Install Dependencies:#

This tutorial has the following dependencies:

  • transformers==4.25.1

  • torch-neuron

  • sentencepiece

  • neuron-cc[tensorflow]

The following will install the required transformers version. Note that encoder/decoder API changes across different minor versions requires that you are specific about the version used. Also note that the torch-neuron version is pinned due to transformer compatibility issues.

[ ]:
!pip install sentencepiece transformers==4.26.1


The parameters of a generative model can be tuned for different use-cases. In this example, you’ll tailor the parameters to a single inference beam search for an on-demand inference use-case. See the MarianConfig for parameter details.

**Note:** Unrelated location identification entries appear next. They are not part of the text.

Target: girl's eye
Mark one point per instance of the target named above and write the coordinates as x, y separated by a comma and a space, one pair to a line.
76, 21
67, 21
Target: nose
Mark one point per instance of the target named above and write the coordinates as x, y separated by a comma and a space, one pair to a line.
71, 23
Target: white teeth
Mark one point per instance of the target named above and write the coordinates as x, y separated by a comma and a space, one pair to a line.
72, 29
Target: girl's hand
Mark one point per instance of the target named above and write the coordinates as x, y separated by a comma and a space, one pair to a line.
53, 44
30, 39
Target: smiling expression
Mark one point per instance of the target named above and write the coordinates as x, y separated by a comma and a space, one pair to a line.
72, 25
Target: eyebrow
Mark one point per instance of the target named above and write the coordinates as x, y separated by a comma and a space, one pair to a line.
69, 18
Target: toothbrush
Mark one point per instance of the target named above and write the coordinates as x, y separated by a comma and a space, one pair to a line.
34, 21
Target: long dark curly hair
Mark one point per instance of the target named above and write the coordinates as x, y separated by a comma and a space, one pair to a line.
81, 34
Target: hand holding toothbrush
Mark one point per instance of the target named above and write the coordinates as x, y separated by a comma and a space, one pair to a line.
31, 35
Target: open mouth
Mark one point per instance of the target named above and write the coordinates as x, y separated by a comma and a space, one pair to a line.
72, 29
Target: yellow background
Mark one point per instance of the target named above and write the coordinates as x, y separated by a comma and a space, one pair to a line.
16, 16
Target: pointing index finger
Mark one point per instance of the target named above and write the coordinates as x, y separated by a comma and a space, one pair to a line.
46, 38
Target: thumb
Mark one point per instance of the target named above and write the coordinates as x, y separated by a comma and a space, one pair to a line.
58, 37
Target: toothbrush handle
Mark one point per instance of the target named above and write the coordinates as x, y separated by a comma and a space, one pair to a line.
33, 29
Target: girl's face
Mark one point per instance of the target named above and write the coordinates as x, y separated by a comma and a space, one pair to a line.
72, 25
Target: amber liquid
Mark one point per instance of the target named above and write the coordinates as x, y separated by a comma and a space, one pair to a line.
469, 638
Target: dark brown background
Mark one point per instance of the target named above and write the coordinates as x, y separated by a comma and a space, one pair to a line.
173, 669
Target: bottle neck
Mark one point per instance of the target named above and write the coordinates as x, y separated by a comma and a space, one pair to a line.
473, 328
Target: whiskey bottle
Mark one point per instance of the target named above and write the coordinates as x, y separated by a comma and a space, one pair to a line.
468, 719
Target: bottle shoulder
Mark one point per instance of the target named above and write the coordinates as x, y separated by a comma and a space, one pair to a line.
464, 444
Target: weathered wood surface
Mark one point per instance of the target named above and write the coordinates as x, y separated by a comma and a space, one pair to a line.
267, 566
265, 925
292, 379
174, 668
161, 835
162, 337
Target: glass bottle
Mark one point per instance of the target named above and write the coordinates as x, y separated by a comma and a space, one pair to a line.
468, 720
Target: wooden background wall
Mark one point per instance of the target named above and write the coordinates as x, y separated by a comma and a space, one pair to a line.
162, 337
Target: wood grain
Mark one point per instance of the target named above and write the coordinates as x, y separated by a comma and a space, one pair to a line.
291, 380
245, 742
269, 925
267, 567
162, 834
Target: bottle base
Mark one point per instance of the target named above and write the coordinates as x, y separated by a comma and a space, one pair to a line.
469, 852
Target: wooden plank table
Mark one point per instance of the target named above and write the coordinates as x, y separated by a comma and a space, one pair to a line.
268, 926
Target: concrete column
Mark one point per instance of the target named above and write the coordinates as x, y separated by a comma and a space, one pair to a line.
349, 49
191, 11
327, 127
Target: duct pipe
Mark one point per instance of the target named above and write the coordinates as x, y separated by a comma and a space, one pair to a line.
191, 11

Rather than varying the encoder/decoder token sizes at runtime, you must define these parameters prior to compilation. The encoder/decoder token sizes are important tunable parameters as a large token sequence will offer greater sentence length flexibility but perform worse than a small token sequence.

To maximize performance on Neuron, the num_beams, max_encode_length and max_decoder_length should be made as small as possible for the use-case.

For this tutorial you will use a model that translates sentences of up to 32 token from English to German.

[ ]:
%env TOKENIZERS_PARALLELISM=True #Supresses tokenizer warnings making errors easier to detect
model_name = "Helsinki-NLP/opus-mt-en-de" # English -> German model
num_texts = 1                             # Number of input texts to decode
num_beams = 4                             # Number of beams per input text
max_encoder_length = 32                   # Maximum input token length
max_decoder_length = 32                   # Maximum output token length

CPU Model Inference#

Start by executing the model on CPU to test its execution.

The following defines the inference function which will be used to compare the Neuron and CPU output. In this example you will display all beam search sequences that were generated. For a real on-demand use case, set the num_beams to 1 to return only the top result.

[ ]:
def infer(model, tokenizer, text):

    # Truncate and pad the max length to ensure that the token size is compatible with fixed-sized encoder (Not necessary for pure CPU execution)
    batch = tokenizer(text, max_length=max_decoder_length, truncation=True, padding='max_length', return_tensors="pt")
    output = model.generate(**batch, max_length=max_decoder_length, num_beams=num_beams, num_return_sequences=num_beams)
    results = [tokenizer.decode(t, skip_special_tokens=True) for t in output]

    for i, summary in enumerate(results):
        print(i + 1, summary)

Note that after loading the model, we also set the maximum length. This will later be used to limit the size of the compiled model.

[ ]:
from transformers import MarianMTModel, MarianTokenizer

model_cpu = MarianMTModel.from_pretrained(model_name)
model_cpu.config.max_length = max_decoder_length

tokenizer = MarianTokenizer.from_pretrained(model_name)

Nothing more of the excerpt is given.